Many hospitals are trying to reduce readmissions by changing discharge procedures and improving transitions across care settings. However, these efforts generally focus on making changes within the institutional setting and may not adequately address community factors such as access to primary care or the lack of support at home.
The trial program started with community-based health coaches and care coordinators going to visit patients in homes using technology to support the home visits. In addition, monitoring by telephone was available over a four week period.
Aided by tablet-based software developed by “Care at Hand, www.careathand.com, a community-based care transition program, health coaches were able to conduct in-home visits. The health coach uses the software application to ask questions designed to detect a decline in health status that might increase the risk for readmission to the hospital.
Based on the initial screening, diagnosis, the patient’s living situation, and answers to previous questions, the software suggests 10 to 15 questions that are appropriate for the health coach to ask. If the patient has more than one diagnosis, the software prioritizes the questions to ask concerning the most recent diagnosis and/or those conditions that are most likely to lead to readmission.
If a health problem is indicated, the system automatically generates an alert categorized as mild, moderate, and high depending on the urgency. The alert is sent to a nurse care coordinator. During the first six months of the program 22 percent of the 1,902 questions administered to patients triggered an alert.
After receiving the alert, the nurse care coordinator can access the system with a computer or smart phone through a separate portal using higher level clinical language and also features additional support related to patient follow-up and monitoring.
The software-based system documents all care coordination activities, including the questions asked, then care coordinators are able to use the information to provide ongoing feedback to the health coaches on their performance.
The trial found, that the use of health coaches supported by the tablet-based software significantly reduced readmission rates for 30 day readmissions by 39.6 percent among at-risk patients.
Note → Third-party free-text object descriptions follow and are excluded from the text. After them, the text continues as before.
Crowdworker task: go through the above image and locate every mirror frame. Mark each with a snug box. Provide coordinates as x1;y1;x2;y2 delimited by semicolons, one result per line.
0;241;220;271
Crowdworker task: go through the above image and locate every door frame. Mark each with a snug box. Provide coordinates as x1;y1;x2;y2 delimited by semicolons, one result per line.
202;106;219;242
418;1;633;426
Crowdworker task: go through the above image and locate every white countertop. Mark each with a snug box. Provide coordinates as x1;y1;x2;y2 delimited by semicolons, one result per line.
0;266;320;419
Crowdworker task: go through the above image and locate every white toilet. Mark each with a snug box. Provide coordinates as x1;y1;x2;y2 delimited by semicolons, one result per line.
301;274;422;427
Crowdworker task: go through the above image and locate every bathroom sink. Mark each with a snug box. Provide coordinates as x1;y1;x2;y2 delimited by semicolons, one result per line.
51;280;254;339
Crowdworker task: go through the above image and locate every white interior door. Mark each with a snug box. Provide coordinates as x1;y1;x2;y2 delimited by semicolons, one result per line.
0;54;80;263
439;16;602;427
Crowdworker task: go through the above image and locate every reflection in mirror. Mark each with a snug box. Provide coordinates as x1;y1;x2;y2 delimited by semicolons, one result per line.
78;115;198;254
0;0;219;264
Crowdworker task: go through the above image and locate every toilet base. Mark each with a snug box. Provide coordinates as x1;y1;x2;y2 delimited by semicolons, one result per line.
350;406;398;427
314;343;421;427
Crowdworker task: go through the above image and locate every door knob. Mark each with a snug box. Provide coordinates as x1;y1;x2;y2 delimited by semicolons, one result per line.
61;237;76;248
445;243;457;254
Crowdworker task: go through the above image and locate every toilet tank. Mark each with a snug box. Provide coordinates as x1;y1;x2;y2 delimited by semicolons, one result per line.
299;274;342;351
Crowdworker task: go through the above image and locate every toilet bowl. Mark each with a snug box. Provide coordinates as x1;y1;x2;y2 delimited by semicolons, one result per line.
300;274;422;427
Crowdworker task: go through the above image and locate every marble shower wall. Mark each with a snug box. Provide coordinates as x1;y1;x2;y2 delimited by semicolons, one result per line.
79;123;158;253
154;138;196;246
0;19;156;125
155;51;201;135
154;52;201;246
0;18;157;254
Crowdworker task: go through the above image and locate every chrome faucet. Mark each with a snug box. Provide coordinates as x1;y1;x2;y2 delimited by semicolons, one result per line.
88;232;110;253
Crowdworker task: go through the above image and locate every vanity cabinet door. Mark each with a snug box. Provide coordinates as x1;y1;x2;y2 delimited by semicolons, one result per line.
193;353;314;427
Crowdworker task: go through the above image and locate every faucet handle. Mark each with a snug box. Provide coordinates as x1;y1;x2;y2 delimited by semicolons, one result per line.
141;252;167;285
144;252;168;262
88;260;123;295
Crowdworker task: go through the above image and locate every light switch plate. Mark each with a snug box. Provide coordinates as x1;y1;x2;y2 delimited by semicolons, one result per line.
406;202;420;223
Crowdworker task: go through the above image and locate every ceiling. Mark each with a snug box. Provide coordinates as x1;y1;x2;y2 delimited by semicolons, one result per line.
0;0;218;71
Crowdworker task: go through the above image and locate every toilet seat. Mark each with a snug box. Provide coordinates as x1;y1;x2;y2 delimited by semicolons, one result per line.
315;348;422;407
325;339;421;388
The decline in readmissions generated substantial cost savings averaging $109 per patient per month with gross savings of roughly $600,000 and net savings of about $370,000 during the six month trial period.
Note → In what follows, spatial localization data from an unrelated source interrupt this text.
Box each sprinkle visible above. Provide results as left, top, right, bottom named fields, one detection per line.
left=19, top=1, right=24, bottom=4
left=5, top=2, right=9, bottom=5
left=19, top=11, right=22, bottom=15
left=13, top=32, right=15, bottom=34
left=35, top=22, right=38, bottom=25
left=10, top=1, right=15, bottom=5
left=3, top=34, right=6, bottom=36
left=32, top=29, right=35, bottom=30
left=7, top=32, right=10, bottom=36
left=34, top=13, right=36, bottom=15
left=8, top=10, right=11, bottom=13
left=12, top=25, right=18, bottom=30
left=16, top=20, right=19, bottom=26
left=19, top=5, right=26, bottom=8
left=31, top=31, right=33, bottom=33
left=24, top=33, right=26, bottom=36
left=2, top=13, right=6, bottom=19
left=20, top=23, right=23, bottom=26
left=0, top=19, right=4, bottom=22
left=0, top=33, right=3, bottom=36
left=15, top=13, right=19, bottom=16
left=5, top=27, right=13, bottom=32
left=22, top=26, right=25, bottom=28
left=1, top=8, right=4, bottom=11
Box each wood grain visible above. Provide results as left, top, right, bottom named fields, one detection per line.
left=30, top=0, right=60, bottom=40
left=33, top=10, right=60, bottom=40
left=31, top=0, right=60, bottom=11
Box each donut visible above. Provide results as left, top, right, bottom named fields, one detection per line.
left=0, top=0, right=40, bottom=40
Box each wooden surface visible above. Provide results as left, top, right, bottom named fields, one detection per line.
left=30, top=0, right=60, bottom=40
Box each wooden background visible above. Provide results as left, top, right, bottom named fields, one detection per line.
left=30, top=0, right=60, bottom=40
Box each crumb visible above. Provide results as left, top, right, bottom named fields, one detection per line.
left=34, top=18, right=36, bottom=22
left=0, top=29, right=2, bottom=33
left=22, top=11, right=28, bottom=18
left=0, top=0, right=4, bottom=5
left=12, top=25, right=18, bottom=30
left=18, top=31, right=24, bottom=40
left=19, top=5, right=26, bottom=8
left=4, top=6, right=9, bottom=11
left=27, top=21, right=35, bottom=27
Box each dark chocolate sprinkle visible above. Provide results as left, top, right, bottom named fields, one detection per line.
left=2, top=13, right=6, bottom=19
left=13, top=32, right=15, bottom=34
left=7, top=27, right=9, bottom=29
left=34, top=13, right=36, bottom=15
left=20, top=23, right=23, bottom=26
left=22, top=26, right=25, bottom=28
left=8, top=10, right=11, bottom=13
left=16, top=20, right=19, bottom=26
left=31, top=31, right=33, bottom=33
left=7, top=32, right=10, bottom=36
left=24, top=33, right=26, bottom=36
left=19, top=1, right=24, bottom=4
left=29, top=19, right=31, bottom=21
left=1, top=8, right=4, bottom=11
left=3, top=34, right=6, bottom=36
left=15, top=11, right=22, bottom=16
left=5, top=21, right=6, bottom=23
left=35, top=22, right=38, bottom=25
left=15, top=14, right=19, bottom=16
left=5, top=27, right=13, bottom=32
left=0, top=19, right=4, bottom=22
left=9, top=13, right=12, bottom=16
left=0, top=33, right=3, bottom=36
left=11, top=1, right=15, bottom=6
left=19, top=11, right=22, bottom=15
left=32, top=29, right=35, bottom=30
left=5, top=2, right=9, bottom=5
The costs of the program during the six month evaluation period totaled roughly $205,000. The technology part of the program cost $30,500 including software, tablets, data connections, and training.
The Center for Medicare and Medicaid Innovation www.innovation.cms.gov provided the funding that currently covers program costs only. Elder Services of Merrimack paid for the “Care at Hand” technology, tablets, data connections, and staff technology training from their general operating budget. In addition, several area payers reimbursed Elder Services for care coordination services provided to patients who are dually eligible for Medicare and Medicaid.
The snapshot summary for the trial project is available on AHRQ’s Innovations Exchange web site at www.innovations.ahrq.gov/content.aspx?id=4144.